Публика на стадионе, встав однажды со своих мест во время одного из острых моментов, так и продолжала смотреть это выступление стоя. Крики “Оле” висели в воздухе, подогревая и без того горячую кровь латинских зрителей. Мы тоже стояли, как и все, но тем не менее выпили пару глотков за здоровье матадора, после чего камея капризно заявила, что она хочет выпить и за быка тоже. Я логично возразил, что быку это не поможет, хотя, справедливости ради, готов поддержать и этот тост.
Тут открылись главные ворота и на арену медленно выехали пикадоры.
— Опять эти шакалы появились, — прокомментировала это событие уже порядком захмелевшая соседка.
Со стаканом в руке и глупой снисходительной улыбкой на лице я повернулся к ней, собираясь повторить свою лекцию о том, зачем нужны пикадоры, она посмотрела на меня, я уже было открыл рот, а может, даже успел сказать пару вводных слов, как вдруг стадион взорвался криком. Мы с камеей тут же впились глазами в арену, но было уже поздно. Черный красавец бык c гордо поднятой головой легко нес на одном из своих рогов матадора, поддев его за ногу. Матадор болтался вниз головой, как тряпичная кукла, не подавая никаких признаков жизни.
Камея вцепилась мне в руку.
— Как? Как это случилось?
Я лишь пожал плечами.
Со всех сторон на арену тут же высыпали служители и члены квадрильи. Бык повернулся, наклонив голову, к новому врагу, и, в то время как два человека отвлекали его внимание, размахивая красными плащами, остальным удалось снять матадора с рога. Кровь фонтаном хлынула из ноги, матадора положили на неизвестно откуда взявшиеся носилки и унесли. И сразу же арена опустела — только бык одиноко стоял посредине, недоумевая, куда это вдруг подевались все его многочисленные противники.
— Что теперь будет? — тихо спросила камея.
Быка убили просто, без лишних церемоний. Ни один из оставшихся матадоров так и не решился выйти против него на арену. Они о чем-то долго совещались за барьером, потом один из них взял специально приготовленный для таких целей длинный клинок, с безопасного расстояния ткнул в какой-то центр на голове животного, и бык упал. Публика молчала, тореадоры в своих старинных костюмах разом все потускнели, а камея отвернулась, чтобы не смотреть.

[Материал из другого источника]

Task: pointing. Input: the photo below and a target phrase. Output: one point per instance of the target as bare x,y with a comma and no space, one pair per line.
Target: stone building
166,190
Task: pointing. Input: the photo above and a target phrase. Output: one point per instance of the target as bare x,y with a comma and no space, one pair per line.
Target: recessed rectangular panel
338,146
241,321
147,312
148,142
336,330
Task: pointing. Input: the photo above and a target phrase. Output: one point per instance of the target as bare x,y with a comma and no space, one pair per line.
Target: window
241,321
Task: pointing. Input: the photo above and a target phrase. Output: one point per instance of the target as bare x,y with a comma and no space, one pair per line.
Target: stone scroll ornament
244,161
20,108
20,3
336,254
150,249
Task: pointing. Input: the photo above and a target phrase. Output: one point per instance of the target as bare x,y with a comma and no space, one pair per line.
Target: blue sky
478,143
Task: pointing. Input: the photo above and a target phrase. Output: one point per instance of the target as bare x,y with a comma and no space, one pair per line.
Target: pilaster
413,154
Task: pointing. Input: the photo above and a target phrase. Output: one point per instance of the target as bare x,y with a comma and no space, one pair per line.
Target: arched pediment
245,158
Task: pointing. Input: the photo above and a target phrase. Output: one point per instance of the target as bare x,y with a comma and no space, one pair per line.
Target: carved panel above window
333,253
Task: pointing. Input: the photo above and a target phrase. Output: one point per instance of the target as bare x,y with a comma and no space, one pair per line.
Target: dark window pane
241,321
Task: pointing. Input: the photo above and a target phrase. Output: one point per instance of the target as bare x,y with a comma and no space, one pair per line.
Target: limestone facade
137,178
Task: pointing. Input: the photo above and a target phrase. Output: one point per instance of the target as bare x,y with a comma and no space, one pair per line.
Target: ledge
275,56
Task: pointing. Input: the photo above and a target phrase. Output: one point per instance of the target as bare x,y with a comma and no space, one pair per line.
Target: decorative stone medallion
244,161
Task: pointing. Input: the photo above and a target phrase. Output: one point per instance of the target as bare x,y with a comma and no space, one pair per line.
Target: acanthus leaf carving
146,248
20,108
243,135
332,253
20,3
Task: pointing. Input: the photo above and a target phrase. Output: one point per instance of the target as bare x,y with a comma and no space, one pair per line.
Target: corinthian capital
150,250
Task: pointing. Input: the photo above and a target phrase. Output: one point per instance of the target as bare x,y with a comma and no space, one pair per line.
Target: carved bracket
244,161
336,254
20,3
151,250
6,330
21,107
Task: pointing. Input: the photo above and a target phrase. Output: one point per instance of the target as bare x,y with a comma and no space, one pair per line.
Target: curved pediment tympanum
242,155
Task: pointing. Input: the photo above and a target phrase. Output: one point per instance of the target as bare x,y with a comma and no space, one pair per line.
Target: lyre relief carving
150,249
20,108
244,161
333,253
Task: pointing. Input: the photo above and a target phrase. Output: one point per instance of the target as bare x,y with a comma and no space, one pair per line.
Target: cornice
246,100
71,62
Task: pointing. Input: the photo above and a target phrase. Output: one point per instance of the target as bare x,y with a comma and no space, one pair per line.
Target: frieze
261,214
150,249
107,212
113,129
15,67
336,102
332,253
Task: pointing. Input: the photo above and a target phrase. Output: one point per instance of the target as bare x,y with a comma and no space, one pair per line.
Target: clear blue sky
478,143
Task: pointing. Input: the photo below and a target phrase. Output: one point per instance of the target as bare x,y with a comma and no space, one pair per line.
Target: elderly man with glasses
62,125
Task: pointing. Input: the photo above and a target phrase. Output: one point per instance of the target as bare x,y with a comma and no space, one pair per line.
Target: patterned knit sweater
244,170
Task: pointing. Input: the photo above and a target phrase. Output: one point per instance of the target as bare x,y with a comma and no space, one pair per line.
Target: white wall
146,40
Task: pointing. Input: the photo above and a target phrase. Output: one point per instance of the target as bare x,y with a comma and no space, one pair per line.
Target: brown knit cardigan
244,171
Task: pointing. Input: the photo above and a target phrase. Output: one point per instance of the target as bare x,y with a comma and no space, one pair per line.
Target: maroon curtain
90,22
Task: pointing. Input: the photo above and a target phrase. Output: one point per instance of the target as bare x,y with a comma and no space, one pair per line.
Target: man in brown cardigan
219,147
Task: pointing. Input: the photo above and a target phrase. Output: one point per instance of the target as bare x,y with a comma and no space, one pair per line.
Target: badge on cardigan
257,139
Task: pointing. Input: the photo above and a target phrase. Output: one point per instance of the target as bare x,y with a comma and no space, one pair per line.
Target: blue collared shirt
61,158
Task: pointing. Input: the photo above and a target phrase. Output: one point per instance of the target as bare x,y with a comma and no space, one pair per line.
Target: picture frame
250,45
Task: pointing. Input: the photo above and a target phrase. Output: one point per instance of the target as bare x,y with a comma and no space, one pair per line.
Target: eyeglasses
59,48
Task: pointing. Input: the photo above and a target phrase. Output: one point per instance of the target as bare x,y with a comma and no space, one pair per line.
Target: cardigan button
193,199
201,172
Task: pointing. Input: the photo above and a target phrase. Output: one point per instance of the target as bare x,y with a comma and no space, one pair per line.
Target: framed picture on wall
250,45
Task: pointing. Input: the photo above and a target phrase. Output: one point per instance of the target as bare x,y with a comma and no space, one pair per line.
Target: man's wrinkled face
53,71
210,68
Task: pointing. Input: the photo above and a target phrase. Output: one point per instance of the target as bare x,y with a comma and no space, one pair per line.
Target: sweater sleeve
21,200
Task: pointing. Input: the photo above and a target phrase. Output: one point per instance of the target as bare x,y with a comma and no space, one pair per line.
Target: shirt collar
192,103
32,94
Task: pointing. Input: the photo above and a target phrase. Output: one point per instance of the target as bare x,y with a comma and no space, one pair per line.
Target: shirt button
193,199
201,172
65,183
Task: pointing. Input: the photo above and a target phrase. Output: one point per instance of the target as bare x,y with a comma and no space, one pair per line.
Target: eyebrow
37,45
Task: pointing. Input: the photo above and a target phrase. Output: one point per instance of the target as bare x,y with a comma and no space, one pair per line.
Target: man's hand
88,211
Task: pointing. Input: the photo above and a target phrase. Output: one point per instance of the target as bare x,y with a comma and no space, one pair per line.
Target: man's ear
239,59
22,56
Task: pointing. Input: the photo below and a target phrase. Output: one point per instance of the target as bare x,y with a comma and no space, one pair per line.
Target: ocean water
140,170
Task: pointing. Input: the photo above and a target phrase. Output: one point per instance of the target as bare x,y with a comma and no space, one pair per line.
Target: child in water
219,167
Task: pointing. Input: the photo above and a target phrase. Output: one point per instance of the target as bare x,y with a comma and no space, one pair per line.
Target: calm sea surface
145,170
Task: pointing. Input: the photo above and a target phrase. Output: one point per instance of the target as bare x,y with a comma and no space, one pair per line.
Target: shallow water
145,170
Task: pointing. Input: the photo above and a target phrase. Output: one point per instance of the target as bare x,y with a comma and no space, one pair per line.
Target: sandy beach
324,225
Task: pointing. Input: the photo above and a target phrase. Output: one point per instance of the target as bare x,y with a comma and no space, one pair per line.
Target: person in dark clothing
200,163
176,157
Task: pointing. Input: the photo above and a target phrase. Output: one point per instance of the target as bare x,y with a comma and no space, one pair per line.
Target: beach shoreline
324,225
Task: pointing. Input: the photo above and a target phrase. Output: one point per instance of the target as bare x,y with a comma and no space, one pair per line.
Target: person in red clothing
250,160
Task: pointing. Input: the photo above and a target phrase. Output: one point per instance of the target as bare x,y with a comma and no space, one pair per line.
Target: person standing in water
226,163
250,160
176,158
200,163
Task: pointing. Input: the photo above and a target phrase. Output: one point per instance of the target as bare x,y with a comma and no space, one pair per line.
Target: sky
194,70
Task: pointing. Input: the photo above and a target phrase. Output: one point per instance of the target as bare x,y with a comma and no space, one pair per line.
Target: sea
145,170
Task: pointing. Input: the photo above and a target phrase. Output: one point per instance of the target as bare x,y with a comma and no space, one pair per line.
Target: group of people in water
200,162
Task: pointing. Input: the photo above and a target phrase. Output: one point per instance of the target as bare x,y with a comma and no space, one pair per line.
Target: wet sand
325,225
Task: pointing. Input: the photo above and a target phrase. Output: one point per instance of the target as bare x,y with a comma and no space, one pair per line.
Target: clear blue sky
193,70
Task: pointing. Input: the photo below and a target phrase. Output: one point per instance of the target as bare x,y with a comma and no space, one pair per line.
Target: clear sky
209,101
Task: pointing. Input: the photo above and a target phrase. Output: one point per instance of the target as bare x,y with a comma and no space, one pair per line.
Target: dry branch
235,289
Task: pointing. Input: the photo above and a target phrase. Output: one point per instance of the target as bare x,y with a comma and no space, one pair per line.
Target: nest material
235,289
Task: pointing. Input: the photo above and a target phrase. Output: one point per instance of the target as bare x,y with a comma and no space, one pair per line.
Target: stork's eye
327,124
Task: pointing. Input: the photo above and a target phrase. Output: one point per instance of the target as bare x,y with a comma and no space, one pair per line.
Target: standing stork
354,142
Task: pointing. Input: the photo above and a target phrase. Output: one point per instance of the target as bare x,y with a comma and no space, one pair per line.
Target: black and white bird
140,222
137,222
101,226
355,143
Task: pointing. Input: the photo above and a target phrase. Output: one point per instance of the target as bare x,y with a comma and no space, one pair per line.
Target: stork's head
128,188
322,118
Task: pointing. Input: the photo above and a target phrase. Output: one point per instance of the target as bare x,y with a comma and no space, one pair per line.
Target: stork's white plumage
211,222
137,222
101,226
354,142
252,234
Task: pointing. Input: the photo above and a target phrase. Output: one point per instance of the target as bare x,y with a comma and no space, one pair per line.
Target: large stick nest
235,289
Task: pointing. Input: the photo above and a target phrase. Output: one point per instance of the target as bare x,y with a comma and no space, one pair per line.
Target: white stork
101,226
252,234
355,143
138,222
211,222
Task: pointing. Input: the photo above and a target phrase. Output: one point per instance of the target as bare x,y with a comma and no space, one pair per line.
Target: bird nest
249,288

Мы вышли со стадиона перед самыми сумерками одними из последних. Смуглые мальчишки вертелись под ногами, предлагая сладости и сувениры, ярко-красное и уже нежаркое солнце почти что скрылось за крышами домов, а суетливые таксисты торопливо расхватывали остатки белых туристов. Привезший нас автобус ушел, не дождавшись, и мы растерянно застыли на тротуаре, наблюдая, как постепенно пустеет площадь.
— Пойдем пешком, — предложила камея. — Неохота залезать в эти вонючие такси.
До автовокзала было не так далеко, и я согласился. Мы неторопливо двинулись вперед, все еще находились под впечатлением увиденного, ленивые от выпитого вина, и поэтому с обоюдного молчаливого согласия не спешили возвращаться к суете своей будничной жизни. И несмотря на то, что я прекрасно знал, что бродить в темноте вот такими пустыми улочками в подобных сомнительных кварталах заказано всеми уважающими себя путеводителями, непонятно откуда взявшаяся уверенность в нашей безопасности не покидала меня весь путь. Как-то само собой получилось, что камея взяла меня под руку, и мы пошли рядом так, словно были знакомы по меньшей мере лет сто. Я незаметно для спутницы еще раз оценивающе пробежал взглядом по идущей рядом со мной фигурке, представил себе, как мы выглядим со стороны, и удовлетворенно задрал нос.
— Вообще-то это ужасно, — сказала вдруг она, имея в виду корриду.
— Хемингуэй… — начал было я профессорским тоном.
— Я знаю, — сказала она. — Но все равно ужасно.
Обычно в подобных случаях я первым делом ядовито интересуюсь, не является ли мой собеседник часом вегетарианцем. Мясоеды, которые поумней, обычно сникают после этого вопроса, а те, кто продолжает спорить, вынуждены делать это под постоянным обвинением в фарисействе и двуличии.
Но сейчас, взглянув на нее, я промолчал. Во-первых, красивые женщины не располагают к длинным дискуссиям. Им бессознательно хочется все время поддакивать, чтобы от слов поскорее перейти к делу. К тому же красивая женщина обычно считает себя совершенным во всех отношениях существом и очень обижается, когда ей не удается тебя переспорить. Обижать камею не хотелось. И, в-третьих, почему-то опять вспомнился Блок: “Под насыпью, во рву некошеном…” Не хватало еще спросить ее, сколько она сделала абортов. Что спорить.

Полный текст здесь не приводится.